The wager was made, and I turned in, thinking what a laugh I should have against the ould darky when I handed him back his complement of rum.

I’ll do the ould nagur the justice to say, whin I accepted the wager, he offered to let me off; and, when he found I was determined to stick to it, he warned me, with a sigh that sounded like a groan, I had much better not; but anyway, happen what might, he hoped I would hould him harmless, and forgive him for my misfortune, if any should overtake me.

Wid a smile, bedad! I promised to do so, and, when the time came, turned into the bunk, and was soon fast aslape.

How long this lasted, I don’t know; but I was suddenly awoke by feeling a cowld, clammy hand passing over my face, and whin I opened my pay-pers, judge of my dread whin I saw the lank spectre I had been making a joke of standing by my side. Bedad! if Saint Patrick’s Cathedral was stuck in my throat, I couldn’t have felt more nearly choked. The crature, whatever it was, seemed as tall as the manemast, and as thin as a rasher of wind.

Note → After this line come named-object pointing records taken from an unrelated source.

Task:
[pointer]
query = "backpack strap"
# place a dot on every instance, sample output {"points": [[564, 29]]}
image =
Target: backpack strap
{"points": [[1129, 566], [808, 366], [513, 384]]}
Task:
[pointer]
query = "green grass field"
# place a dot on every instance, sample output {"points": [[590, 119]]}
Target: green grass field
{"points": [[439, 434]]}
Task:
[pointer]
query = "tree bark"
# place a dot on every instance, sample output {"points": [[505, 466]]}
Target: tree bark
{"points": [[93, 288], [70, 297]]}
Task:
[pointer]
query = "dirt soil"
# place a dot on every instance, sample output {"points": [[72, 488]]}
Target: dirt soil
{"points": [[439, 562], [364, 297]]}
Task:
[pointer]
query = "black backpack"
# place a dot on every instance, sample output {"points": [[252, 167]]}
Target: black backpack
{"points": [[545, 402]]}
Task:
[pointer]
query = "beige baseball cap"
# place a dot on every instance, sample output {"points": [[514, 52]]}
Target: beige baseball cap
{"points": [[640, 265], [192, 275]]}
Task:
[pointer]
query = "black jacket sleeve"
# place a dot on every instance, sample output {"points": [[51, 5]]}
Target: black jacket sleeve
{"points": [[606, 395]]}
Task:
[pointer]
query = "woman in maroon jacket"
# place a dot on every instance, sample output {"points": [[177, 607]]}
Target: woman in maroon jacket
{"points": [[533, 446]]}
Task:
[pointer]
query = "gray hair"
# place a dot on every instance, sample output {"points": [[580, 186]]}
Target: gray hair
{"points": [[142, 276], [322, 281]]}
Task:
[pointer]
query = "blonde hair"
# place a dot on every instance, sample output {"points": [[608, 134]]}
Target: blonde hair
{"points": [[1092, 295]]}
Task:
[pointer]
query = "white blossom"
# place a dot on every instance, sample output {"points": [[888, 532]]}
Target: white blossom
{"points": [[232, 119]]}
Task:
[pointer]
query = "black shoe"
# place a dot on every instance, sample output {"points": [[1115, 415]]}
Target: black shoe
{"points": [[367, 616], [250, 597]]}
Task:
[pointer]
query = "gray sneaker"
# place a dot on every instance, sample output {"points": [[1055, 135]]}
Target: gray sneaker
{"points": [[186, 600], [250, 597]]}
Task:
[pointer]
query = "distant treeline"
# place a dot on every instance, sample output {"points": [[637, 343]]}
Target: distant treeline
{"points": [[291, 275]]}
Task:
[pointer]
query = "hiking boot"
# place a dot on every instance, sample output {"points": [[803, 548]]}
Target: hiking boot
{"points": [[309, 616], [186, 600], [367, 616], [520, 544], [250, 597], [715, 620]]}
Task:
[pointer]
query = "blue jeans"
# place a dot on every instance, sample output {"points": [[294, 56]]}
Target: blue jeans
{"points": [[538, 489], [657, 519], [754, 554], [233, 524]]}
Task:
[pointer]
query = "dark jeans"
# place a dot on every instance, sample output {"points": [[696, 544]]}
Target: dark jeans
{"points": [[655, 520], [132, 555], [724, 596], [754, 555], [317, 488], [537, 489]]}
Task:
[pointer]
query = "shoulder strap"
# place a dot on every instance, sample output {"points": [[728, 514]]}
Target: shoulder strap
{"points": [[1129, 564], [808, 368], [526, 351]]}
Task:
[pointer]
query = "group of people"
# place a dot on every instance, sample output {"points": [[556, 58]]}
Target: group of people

Every hair on my head sprang up, and my eyes seemed starting out of their sockets to meet those of the ghost, which were as big as saucers, and were fixed on mine with a look that seemed to go through and through them, and come out at the back of my head.

I tried to cry out, but I couldn’t; but if my tongue couldn’t chatter, my teeth could. If the big skeleton’s bones had been put in an empty cask, and well shuck up by a couple of strong min, they couldn’t have made a bigger noise than my jaws did.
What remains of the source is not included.